Last Friday, Stanford’s Policy Review published a feature written by global health luminaries Mark Dybul, Peter Piot, and Julio Frenk entitled Reshaping Global Health. The article reads as a call to action, urging the global health community to “give up a lot of turf” and assemble a Bretton Woods-style conversation to reshape the Global Health architecture.
The opening ten years of the 21st century arguably were the decade of global health. Resources increased significantly and many millions of lives were saved and improved….The resources currently available could have significantly greater impact with a more rational global health strategy and institutional structure focused on stewardship of available resources to achieve public goods—what is commonly called global health architecture.
The article clearly and succinctly outlines the key challenges facing the global health system today and proposes some key steps to fix them. I particularly enjoyed the emphasis on reclaiming the meaning of terms that have been over-used and therefore have lost their intention (think: accountability, transparency, and sustainability–do we really remember what those terms mean in a global health context anymore?).
They go on to highlight the overwhelming complexity of the architecture for funding:
As an example, within the UN system alone, and in spite of the existence of UNAIDS, eleven organizations are engaged in HIV/AIDS; the Global Fund provides 24 percent of external funding and the U.S. government 45 percent. Other bilateral institutions are in the game, as are large contributors like the Bill and Melinda Gates Foundation. Multiply that across all areas of health and one has a sense of the enormity of the challenge of coherent governance to support integrated health services.
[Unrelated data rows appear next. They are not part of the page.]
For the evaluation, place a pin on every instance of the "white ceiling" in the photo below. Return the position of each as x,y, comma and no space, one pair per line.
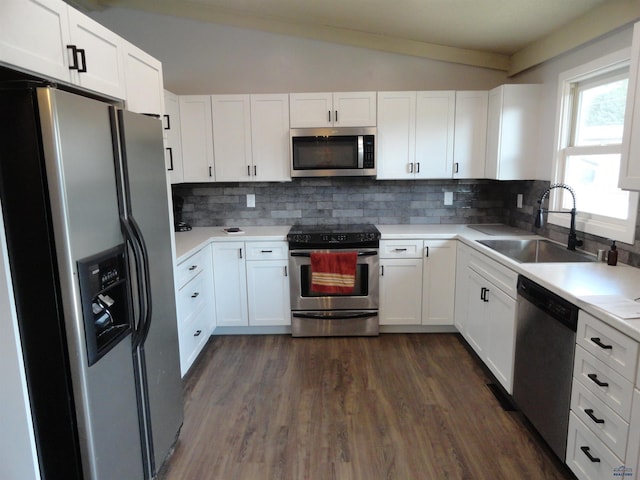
482,32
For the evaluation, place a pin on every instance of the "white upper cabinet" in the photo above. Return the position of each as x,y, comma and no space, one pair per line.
145,85
396,134
172,137
270,137
98,55
435,113
415,134
197,138
512,132
339,109
470,134
231,116
630,163
42,47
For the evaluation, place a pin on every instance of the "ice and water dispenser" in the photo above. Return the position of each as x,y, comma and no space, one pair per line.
104,289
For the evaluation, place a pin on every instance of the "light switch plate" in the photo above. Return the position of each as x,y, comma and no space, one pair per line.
448,198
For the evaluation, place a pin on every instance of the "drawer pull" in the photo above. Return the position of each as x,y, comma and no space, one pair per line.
589,411
593,459
597,341
594,379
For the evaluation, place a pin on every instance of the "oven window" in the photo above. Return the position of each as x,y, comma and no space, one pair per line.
311,153
360,289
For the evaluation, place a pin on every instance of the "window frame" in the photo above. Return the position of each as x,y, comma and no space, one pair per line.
603,226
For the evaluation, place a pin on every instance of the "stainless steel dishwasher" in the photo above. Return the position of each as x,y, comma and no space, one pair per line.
545,345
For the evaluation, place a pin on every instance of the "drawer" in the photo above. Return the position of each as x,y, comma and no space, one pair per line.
192,266
608,426
192,338
607,344
502,277
267,250
615,391
401,248
587,456
192,298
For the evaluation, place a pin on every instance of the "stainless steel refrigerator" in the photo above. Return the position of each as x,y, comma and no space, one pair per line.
84,198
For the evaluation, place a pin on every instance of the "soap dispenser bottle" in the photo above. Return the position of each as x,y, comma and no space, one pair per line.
612,255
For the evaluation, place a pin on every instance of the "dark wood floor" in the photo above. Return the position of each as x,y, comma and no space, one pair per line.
390,407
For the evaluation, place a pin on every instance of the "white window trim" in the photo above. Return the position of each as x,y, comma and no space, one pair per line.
620,230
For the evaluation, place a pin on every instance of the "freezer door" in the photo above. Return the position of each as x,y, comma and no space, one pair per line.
147,195
80,169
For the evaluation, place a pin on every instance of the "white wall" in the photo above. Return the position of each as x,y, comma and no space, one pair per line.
18,460
547,74
203,58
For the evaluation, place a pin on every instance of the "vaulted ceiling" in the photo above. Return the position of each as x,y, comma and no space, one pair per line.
509,35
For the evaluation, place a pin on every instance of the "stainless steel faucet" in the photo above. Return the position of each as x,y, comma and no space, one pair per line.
573,241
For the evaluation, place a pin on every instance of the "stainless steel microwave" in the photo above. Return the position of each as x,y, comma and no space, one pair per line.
333,152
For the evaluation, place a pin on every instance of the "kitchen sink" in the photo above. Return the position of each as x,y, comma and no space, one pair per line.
536,251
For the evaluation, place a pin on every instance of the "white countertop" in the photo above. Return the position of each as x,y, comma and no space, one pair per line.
569,280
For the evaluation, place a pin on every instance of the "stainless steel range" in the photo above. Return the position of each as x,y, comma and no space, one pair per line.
352,310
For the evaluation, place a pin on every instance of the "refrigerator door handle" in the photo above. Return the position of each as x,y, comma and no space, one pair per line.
130,237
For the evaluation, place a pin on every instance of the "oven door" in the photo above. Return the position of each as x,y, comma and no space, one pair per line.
363,297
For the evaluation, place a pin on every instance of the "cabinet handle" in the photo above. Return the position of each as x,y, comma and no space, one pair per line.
81,66
594,379
589,411
170,150
593,459
597,341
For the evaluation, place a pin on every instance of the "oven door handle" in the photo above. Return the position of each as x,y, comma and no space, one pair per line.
336,315
308,254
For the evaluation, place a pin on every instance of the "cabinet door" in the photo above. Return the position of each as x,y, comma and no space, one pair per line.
396,134
103,52
630,163
143,76
311,110
197,138
231,116
270,137
268,292
173,143
435,113
438,282
401,291
476,331
470,127
230,284
354,109
501,324
41,48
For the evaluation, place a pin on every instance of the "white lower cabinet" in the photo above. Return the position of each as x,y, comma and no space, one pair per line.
195,298
604,426
488,321
252,283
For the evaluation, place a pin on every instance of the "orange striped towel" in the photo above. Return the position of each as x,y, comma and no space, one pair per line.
333,272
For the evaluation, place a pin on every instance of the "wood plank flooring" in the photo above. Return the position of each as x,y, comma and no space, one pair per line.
396,406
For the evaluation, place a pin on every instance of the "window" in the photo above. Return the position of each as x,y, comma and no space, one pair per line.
592,102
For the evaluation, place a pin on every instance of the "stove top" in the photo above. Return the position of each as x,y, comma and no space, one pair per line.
333,236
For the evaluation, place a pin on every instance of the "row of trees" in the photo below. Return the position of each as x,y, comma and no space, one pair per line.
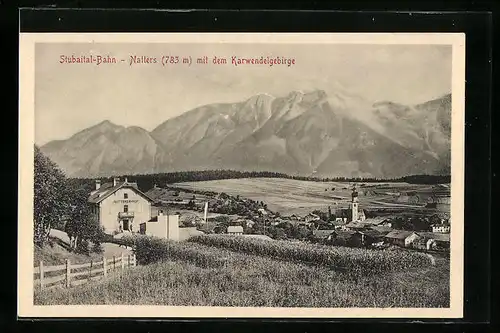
61,203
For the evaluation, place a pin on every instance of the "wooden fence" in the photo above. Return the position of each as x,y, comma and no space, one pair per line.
75,274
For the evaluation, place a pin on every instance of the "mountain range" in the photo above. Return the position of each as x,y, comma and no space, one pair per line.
303,133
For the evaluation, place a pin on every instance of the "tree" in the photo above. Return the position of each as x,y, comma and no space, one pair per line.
50,196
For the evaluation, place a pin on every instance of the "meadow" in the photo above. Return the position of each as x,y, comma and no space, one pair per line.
289,196
183,274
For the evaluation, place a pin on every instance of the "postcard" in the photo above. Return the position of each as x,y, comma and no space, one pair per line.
241,175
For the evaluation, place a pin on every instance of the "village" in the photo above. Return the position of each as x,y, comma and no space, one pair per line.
178,214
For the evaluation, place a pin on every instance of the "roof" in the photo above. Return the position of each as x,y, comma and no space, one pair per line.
108,189
356,224
399,234
344,234
372,233
207,227
264,237
234,228
186,233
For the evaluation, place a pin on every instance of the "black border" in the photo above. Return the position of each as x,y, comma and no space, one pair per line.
478,29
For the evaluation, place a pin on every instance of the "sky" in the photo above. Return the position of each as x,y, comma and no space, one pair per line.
72,97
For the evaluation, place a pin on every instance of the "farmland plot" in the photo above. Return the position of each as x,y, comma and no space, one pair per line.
201,275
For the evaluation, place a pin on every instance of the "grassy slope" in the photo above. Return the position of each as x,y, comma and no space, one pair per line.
250,280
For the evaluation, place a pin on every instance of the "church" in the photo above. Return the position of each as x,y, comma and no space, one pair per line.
120,206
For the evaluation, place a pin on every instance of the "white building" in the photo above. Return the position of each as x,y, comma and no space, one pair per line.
162,226
120,206
356,213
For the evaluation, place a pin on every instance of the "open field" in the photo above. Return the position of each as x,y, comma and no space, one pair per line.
210,276
288,196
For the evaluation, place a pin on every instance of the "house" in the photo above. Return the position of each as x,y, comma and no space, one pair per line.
346,238
435,241
311,217
263,237
354,226
382,229
120,206
235,230
369,237
401,238
379,220
186,233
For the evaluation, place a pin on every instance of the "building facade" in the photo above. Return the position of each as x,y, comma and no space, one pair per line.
120,206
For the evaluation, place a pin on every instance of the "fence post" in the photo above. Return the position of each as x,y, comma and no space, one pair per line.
68,273
104,266
41,274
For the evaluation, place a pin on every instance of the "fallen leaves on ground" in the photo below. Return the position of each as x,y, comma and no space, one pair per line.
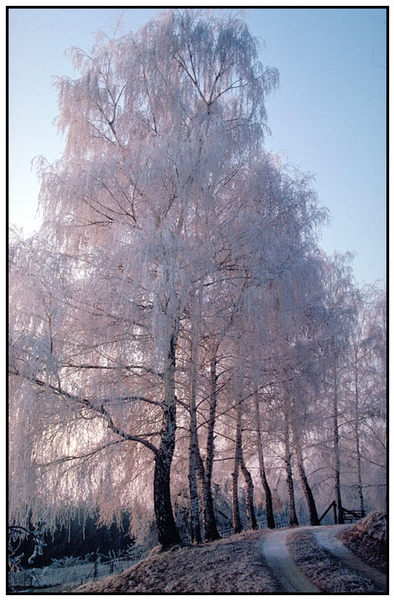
323,570
368,539
232,565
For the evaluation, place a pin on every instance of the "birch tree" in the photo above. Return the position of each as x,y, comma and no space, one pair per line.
159,129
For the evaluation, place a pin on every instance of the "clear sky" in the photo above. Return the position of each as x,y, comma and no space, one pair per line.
328,116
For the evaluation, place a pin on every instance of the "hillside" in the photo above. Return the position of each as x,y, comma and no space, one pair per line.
239,565
226,566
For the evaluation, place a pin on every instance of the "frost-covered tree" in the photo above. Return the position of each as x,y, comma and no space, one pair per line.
161,128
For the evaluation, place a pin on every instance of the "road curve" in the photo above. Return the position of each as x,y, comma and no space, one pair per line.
284,569
326,538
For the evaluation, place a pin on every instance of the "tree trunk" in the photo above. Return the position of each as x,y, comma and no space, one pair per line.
210,528
310,500
266,487
293,521
193,448
252,522
337,468
166,528
357,428
235,475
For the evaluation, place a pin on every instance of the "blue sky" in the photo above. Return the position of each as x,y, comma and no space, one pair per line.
328,116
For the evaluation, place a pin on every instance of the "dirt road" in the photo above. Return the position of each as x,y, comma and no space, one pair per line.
291,579
284,569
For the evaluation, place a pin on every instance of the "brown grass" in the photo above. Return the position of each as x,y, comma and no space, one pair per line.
368,539
227,566
323,570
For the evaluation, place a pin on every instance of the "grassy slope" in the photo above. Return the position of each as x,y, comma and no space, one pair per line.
225,566
368,539
323,570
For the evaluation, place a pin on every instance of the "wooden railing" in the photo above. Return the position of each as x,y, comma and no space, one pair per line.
347,514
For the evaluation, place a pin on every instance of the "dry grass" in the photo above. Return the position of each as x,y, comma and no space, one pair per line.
323,570
368,539
227,566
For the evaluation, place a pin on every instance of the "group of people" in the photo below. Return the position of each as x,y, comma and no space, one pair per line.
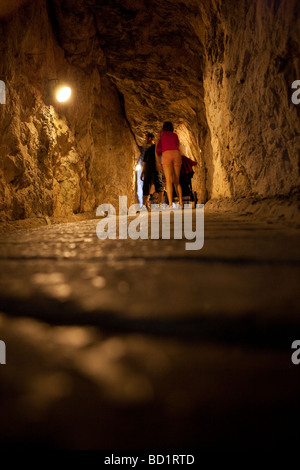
164,156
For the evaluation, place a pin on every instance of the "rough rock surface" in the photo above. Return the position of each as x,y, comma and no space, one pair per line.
221,70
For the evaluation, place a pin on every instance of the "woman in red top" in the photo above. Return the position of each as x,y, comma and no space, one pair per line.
168,148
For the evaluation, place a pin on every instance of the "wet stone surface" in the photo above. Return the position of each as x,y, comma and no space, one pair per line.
141,344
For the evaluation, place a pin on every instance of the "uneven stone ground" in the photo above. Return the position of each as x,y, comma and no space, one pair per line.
123,344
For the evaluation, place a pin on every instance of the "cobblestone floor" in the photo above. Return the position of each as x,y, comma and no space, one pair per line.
123,344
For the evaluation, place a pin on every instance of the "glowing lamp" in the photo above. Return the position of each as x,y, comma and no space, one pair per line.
63,94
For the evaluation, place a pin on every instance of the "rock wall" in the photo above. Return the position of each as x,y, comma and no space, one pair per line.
252,58
58,159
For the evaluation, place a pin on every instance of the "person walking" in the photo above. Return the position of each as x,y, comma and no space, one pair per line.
150,175
168,148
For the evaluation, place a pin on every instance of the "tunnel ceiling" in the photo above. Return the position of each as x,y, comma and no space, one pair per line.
152,53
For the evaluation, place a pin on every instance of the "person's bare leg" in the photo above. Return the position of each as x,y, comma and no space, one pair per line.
168,170
177,169
145,199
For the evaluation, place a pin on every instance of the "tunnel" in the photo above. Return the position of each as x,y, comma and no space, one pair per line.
144,343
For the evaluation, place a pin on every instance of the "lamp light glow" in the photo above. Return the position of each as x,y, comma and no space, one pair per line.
63,94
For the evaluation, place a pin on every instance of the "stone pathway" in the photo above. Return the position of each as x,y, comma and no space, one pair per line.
123,344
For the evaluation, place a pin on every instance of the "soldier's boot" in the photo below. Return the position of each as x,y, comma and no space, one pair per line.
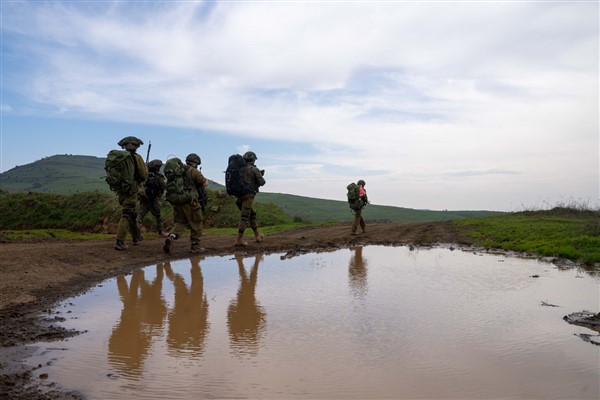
120,245
196,249
240,241
169,242
137,240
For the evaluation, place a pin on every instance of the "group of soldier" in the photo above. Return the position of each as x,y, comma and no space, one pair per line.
187,215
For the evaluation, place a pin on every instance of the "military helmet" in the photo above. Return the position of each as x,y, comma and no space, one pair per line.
130,140
155,165
193,157
250,156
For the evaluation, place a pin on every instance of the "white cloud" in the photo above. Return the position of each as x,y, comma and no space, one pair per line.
496,93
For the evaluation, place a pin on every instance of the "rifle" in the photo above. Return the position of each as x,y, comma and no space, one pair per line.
148,152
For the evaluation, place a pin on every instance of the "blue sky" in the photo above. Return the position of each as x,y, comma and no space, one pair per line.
442,105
A key element of the article is to highlight that the institutions which have been created to deliver global health funding in the last decades were built for specific diseases (Global Fund, PEPFAR, PMI). They argue that these institutions are now undermining the delivery of effective aid by making it impossible to integrate initiatives that look at the whole health of persons and systems. This explains why to solve the problem, these very same institutions will need to give up “turf.”
The article also provides some interesting perspectives on the central role of the WHO:
A symptom of what is wrong with the current institutional architecture of global health is the paradox that, at a time of financial expansion around disease-specific programs, there is severe underfunding of the knowledge-related global public goods that are essential for improving health outcomes.
The article ends with a call to action:
As delegates convened at a hotel in Bretton Woods, New Hampshire, in 1944, it was clear that the existing global finance governance mechanisms were too divided and chaotic to cope with the world economic situation. As we emerge from a decade of rapid expansion in global health that began with the conceptual foundations for a new era in development and approach the post-MDG era, now is the time for a Bretton Woods-styled consensus to create a new architecture for the governance of global health.
Thank you to Dybul, Piot, and Frenk for opening the dialogue with this thought-provoking piece. I would dub it essential reading for policymakers, implementers, and anyone concerned with the future of global health development.